O O Ø O O O O
How To Organize A Project
For fun, not profit.
- Commit to a task according to the client’s schedule. Best case will suffice.
- Assign someone to work on the project. Someone with good hair.
- Project details are valuable and prone to change. Ration them accordingly.
- As the task deadline approaches, release details in inverse proportion to the time remaining.
- Call your team members often with new client requests—or some of your own—but be sure to give them a break by periodically not calling or emailing at all.
- Assign additional people to the project as needed, using the linear T/N equation, where T is the time required for an given task, and N is the number of people added.
- If, for whatever reason, the project doesn’t scale linearly when people are added, compensate by stretching the denominator: Have staff just assigned to the project work lunch hours, evenings and weekends until the equation fits.
- The variable N need not vary from person to person. The more skilled will pick up the slack of the less experienced. This way, you can add limitless staff to a project without regard to bothersome and technical skill sets.
- Meeting times prior to office hours work best.

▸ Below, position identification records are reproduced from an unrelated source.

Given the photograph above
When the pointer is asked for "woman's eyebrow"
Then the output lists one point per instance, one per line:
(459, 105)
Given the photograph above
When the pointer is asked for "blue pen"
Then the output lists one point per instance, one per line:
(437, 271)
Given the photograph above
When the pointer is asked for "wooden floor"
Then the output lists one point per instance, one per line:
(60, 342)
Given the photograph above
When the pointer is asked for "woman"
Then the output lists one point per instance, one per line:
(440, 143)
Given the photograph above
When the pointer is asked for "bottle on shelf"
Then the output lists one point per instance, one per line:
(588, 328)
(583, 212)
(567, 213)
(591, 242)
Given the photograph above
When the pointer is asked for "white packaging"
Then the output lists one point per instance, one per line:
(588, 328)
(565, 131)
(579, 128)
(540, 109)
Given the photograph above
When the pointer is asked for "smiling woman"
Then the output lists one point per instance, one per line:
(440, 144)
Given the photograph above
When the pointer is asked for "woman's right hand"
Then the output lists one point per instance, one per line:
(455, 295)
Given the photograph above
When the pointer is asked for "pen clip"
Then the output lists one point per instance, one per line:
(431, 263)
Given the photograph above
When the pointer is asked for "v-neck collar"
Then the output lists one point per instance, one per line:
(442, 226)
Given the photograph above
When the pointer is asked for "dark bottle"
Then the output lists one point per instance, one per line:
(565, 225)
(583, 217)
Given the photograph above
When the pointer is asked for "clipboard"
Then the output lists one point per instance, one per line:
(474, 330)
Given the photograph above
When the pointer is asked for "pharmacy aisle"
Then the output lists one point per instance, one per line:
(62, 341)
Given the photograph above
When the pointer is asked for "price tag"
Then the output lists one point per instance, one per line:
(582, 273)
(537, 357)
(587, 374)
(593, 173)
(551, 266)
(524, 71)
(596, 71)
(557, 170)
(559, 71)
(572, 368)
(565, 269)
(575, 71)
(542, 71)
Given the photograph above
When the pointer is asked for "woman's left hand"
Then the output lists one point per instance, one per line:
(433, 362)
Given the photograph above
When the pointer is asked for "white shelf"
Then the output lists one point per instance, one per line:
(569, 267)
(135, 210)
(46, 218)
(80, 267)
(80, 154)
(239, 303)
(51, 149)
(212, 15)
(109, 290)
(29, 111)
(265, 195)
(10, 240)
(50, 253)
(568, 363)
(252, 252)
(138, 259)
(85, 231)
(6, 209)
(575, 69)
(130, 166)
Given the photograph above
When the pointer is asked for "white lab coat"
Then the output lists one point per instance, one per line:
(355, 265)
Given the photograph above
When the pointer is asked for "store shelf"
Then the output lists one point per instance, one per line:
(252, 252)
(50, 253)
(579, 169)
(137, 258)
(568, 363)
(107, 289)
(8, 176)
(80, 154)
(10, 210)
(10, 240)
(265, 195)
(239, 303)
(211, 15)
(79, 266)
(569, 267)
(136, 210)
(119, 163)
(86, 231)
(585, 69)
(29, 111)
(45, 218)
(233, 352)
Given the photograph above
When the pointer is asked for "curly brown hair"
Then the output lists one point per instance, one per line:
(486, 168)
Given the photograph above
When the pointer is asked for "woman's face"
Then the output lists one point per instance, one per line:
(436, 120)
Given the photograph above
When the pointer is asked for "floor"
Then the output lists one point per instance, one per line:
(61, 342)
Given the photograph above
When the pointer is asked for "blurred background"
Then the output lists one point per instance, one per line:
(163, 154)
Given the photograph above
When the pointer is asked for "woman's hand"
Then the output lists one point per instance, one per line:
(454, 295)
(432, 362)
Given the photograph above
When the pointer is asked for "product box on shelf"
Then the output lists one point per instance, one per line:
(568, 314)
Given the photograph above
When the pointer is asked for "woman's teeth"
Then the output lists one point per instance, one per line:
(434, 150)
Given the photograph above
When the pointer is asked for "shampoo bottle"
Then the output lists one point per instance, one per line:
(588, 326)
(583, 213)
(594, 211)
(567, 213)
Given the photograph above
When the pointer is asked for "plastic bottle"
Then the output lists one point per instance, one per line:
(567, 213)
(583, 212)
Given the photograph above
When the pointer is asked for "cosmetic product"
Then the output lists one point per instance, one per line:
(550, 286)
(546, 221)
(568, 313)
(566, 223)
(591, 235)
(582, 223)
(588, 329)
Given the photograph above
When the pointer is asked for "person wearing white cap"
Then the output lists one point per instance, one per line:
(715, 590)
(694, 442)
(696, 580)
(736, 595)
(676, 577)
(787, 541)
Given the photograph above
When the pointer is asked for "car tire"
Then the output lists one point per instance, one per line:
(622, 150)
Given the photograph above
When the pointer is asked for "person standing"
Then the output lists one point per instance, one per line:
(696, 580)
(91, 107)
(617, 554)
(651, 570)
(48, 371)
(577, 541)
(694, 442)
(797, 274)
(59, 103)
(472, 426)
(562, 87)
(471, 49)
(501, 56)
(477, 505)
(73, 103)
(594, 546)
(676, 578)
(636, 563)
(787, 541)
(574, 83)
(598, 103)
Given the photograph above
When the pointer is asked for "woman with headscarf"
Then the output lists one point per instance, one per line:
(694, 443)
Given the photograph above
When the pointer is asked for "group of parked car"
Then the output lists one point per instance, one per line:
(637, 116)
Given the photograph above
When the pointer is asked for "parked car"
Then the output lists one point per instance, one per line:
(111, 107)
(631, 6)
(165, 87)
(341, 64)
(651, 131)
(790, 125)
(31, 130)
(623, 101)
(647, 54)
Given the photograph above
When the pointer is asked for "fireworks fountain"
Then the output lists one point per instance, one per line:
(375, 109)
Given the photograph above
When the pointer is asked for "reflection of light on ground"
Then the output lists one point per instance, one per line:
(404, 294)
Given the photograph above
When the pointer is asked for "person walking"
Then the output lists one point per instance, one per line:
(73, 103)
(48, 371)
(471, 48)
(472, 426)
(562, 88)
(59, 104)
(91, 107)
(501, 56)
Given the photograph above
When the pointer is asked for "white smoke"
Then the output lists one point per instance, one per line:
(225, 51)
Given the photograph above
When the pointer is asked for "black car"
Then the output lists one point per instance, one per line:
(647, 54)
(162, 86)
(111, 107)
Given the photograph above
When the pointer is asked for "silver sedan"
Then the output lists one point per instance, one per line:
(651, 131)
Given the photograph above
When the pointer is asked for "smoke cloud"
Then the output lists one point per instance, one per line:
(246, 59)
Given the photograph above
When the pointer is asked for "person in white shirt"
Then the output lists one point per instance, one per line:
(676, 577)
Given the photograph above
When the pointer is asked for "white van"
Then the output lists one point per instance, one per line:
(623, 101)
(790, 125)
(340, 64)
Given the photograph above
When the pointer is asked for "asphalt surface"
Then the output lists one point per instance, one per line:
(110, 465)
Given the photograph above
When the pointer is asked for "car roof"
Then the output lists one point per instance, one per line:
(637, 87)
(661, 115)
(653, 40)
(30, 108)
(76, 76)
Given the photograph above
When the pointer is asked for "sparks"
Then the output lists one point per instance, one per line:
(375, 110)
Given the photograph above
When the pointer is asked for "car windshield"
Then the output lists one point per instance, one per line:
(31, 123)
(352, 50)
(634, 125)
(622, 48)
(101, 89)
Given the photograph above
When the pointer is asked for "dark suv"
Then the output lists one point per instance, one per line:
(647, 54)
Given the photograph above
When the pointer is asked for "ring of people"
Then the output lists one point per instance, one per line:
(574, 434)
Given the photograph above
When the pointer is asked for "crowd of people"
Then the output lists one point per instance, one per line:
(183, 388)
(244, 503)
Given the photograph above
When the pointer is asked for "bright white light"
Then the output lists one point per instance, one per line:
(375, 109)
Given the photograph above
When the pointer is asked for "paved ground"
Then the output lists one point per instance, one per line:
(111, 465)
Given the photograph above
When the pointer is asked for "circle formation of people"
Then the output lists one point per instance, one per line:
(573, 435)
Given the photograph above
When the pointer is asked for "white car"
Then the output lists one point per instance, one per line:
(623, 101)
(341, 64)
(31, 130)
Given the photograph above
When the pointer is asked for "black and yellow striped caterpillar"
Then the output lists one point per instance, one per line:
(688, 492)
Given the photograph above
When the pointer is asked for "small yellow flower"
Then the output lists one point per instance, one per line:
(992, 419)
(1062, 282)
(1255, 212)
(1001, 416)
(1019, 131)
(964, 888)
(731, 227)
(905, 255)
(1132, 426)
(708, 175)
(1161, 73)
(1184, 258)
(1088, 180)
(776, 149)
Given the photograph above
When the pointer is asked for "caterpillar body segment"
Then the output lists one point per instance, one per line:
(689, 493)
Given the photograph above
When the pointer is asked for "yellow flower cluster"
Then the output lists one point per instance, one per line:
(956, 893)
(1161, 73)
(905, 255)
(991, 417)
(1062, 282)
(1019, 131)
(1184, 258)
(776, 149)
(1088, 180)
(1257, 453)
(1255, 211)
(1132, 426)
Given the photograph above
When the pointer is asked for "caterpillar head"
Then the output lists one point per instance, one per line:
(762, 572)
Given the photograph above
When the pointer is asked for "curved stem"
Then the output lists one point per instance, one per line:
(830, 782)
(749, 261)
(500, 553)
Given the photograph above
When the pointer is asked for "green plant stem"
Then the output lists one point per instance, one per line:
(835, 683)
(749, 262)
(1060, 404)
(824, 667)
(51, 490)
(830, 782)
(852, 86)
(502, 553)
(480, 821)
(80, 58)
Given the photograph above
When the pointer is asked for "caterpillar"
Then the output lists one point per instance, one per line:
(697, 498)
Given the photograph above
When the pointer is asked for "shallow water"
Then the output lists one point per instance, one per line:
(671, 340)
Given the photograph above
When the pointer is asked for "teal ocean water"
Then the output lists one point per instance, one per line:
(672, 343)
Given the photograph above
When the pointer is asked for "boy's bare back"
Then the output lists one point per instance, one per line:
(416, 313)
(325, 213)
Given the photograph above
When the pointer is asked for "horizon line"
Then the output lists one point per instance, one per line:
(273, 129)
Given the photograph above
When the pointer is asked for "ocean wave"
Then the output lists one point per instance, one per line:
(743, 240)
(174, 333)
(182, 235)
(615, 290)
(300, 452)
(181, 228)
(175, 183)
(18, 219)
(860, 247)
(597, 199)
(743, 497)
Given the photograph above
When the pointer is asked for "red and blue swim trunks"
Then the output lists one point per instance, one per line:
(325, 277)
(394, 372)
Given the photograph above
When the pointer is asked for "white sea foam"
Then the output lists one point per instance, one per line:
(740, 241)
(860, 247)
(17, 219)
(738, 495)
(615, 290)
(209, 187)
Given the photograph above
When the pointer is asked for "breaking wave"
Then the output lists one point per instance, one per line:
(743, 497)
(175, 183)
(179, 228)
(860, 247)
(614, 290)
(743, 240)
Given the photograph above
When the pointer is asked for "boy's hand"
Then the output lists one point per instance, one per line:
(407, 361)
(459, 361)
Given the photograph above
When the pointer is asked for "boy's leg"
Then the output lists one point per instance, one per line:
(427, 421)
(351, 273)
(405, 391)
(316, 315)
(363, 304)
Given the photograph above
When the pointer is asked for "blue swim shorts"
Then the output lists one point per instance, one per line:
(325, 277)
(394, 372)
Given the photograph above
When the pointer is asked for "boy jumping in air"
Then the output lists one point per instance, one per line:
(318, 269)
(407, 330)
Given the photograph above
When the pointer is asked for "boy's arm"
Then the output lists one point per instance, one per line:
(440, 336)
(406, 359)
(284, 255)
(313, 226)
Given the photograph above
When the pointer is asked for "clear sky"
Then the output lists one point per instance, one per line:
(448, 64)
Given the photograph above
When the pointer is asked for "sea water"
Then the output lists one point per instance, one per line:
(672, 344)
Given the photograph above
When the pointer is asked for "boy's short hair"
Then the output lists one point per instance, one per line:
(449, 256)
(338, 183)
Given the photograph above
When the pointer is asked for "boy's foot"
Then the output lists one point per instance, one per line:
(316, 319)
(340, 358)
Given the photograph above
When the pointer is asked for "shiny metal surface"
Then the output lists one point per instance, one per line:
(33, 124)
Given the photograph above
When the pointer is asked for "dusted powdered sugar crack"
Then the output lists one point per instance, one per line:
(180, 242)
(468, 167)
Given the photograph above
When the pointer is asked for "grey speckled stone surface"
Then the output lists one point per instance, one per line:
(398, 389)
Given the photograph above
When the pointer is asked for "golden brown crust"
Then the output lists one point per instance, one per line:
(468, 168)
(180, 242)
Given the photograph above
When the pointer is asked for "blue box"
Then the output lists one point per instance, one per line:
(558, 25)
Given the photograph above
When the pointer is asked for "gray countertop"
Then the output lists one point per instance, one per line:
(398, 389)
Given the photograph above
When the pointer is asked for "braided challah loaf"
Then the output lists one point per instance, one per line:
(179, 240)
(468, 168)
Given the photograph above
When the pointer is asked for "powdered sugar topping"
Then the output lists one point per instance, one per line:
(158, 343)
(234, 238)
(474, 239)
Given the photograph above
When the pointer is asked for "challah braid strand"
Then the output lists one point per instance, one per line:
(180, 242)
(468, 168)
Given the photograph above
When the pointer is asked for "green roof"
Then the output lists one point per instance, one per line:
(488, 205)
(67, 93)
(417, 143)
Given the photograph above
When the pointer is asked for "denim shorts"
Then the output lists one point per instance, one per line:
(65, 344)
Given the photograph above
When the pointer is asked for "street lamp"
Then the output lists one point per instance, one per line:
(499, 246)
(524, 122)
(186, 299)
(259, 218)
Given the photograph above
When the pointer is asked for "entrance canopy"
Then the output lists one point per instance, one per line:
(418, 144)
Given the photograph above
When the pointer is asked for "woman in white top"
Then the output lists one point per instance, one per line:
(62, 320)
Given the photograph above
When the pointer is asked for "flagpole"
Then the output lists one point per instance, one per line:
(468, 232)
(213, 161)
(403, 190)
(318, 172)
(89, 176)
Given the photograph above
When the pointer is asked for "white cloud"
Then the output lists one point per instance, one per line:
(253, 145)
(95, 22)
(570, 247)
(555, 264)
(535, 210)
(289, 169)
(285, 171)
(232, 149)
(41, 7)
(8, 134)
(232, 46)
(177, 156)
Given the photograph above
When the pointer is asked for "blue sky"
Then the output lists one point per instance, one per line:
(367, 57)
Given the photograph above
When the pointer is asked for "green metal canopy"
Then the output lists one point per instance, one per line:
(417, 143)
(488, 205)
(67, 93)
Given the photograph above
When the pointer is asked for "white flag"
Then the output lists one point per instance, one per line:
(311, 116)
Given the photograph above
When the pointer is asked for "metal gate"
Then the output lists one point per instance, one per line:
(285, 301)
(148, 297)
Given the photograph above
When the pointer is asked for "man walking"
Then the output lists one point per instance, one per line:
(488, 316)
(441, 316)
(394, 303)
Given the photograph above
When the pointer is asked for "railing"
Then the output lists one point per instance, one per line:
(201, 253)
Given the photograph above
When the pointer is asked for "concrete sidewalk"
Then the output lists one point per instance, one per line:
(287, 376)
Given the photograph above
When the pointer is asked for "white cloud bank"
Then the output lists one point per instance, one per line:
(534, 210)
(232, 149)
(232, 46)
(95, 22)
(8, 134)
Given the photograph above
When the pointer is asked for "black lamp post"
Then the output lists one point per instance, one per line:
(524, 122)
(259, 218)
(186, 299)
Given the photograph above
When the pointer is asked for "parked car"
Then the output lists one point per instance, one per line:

- Send cryptic messages from your Blackberry forwarding information sent to you. Entitle them “FYI” and mark the task as complete in your mental Gantt chart. Subject lines are for sissies.
- Re-send the same email.
- Have the client contact individual team members directly, so late changes can be immediately dealt with without the waste of centralized management.
- Inject your own changes for the betterment of the project.
- Remember the principles of Getting to Yes. If the client asks, the answer is yes.
- Pull your goaltender with two minutes remaining.
- When the death march is over, reassign staff to other projects at critical points in their cycles. Hurry!
- Surprise the client with an unexpectedly large bill, later to be negotiated downward according to some regrettable fixed-fee letters of engagement.
- Revise bonuses downward accordingly.
- Celebrate your successes.
- Exclaim to your team. “You’re going to change the world!”